- Born: 21 November 1918 Edinburgh, Scotland
- Died: 20 June 1978 (aged 59) London, England
- Education: Merton College, Oxford London School of Economics
- Known for: Schizophrenia research Twin studies
- Spouse: Elizabeth Shields
- Children: Julia (now Julia Donaldson, children's writer) and Mary (now Mary Moore)
- Scientific career
- Fields: Psychiatric genetics
- Institutions: Maudsley Hospital

= James Shields (academic) =

Scottish psychiatric geneticist

James Shields (21 November 1918 – 20 June 1978) was a Scottish psychiatric geneticist and twin researcher. In the 1960s, he worked with Irving Gottesman on a twin study of schizophrenia at the Medical Research Council Psychiatric Genetics Unit at Maudsley Hospital in London, England.
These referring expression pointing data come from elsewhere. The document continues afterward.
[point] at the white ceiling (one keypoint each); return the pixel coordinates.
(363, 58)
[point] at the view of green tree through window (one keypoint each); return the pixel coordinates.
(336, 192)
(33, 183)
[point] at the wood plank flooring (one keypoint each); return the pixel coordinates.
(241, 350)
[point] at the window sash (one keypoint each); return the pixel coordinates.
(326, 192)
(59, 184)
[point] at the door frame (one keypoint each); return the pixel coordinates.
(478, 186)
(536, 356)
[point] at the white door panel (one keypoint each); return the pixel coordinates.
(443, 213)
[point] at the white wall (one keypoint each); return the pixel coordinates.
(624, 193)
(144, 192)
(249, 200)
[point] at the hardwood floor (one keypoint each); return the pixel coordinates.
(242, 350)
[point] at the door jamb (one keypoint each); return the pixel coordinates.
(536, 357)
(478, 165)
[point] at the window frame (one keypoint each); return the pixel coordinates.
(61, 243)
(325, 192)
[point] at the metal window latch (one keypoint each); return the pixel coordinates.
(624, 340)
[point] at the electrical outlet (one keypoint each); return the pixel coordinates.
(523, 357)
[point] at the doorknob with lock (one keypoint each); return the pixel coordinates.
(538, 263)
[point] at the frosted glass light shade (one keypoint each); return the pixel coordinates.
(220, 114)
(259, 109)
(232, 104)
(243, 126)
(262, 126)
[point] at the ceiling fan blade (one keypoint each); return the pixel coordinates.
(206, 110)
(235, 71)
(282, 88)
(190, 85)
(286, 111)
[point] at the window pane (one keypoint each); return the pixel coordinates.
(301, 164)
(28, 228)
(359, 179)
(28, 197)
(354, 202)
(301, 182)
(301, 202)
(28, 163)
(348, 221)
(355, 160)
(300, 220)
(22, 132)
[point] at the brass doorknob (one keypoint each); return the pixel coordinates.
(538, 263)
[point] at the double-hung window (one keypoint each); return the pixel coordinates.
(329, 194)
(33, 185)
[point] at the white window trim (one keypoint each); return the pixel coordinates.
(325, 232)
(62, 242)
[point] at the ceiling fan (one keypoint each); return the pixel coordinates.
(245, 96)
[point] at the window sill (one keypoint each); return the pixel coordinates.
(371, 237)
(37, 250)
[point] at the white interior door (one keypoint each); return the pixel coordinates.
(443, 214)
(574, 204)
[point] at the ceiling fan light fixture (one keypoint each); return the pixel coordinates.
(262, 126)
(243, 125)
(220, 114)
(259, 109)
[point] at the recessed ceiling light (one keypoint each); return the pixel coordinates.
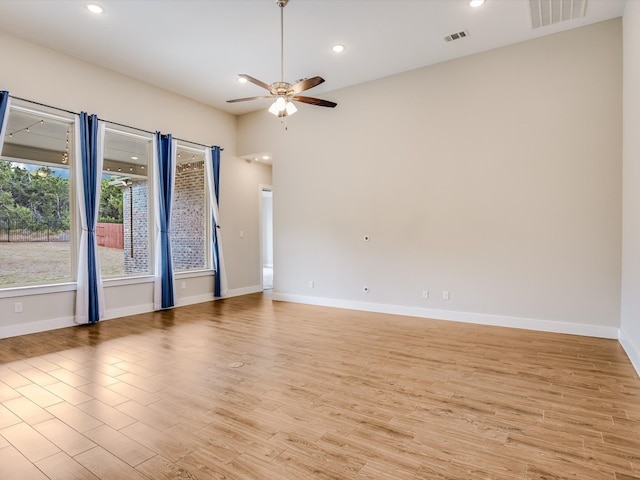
(93, 8)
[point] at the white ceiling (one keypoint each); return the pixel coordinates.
(197, 47)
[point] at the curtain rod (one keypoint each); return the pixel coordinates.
(112, 123)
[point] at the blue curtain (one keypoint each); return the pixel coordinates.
(165, 152)
(215, 159)
(89, 301)
(212, 164)
(4, 114)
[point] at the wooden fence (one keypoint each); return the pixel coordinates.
(110, 235)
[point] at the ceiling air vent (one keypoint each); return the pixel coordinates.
(548, 12)
(456, 36)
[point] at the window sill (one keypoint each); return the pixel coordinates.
(37, 290)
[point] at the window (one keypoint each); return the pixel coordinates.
(123, 219)
(35, 220)
(188, 211)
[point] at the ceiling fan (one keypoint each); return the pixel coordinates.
(284, 93)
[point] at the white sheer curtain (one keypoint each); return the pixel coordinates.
(89, 293)
(213, 202)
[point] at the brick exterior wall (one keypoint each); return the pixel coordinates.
(187, 222)
(187, 218)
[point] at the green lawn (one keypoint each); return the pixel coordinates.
(38, 263)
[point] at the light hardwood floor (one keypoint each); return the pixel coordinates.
(247, 388)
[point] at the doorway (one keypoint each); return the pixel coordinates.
(266, 207)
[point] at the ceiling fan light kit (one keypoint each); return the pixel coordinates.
(283, 92)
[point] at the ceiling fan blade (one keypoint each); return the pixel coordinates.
(255, 81)
(314, 101)
(235, 100)
(306, 84)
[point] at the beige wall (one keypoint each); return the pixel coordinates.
(495, 177)
(39, 74)
(630, 322)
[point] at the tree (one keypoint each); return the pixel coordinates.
(39, 197)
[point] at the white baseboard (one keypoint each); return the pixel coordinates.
(630, 349)
(36, 327)
(244, 291)
(467, 317)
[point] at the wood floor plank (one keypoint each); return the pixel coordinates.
(246, 388)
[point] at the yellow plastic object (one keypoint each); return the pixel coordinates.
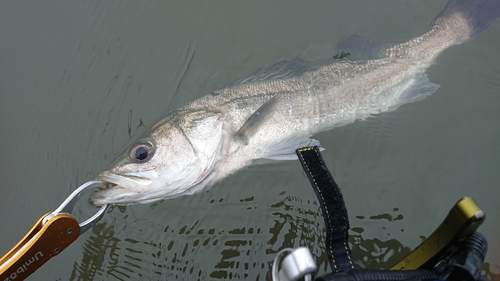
(40, 244)
(462, 221)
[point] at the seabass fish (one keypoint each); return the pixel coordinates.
(274, 112)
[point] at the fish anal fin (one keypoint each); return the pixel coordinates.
(285, 150)
(359, 47)
(256, 121)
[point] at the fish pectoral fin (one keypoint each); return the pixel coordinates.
(285, 150)
(359, 48)
(256, 120)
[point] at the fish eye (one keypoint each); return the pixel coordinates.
(142, 151)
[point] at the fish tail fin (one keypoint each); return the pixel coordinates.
(468, 17)
(458, 22)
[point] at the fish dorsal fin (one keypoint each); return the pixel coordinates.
(359, 47)
(281, 70)
(256, 120)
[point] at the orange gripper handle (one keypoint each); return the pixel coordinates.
(43, 242)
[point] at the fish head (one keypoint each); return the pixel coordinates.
(176, 157)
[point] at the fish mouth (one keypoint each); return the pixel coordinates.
(123, 189)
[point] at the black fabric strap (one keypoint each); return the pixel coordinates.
(333, 208)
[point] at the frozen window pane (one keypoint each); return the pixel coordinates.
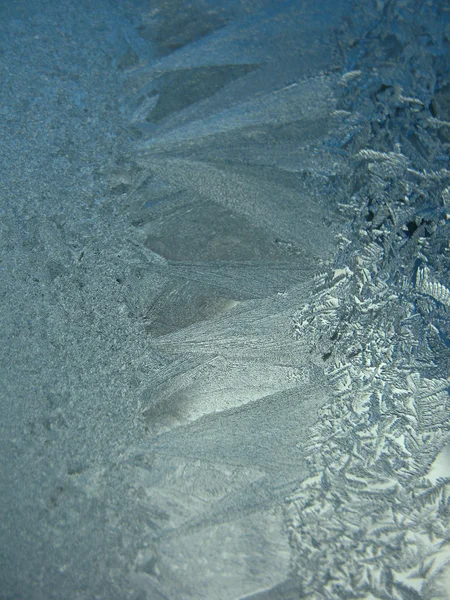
(224, 241)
This study, known as the Maudsley twin study, is now considered a landmark in the field. He had previously begun working for Eliot Slater at Maudsley after serving in the United Kingdom's Royal Artillery during World War II. He was a fellow of the Eugenics Society and the International Society for Twin Studies. After Shields died in 1978, Gottesman founded the annual James Shields Award for Lifetime Contributions to Twin Research in his honor.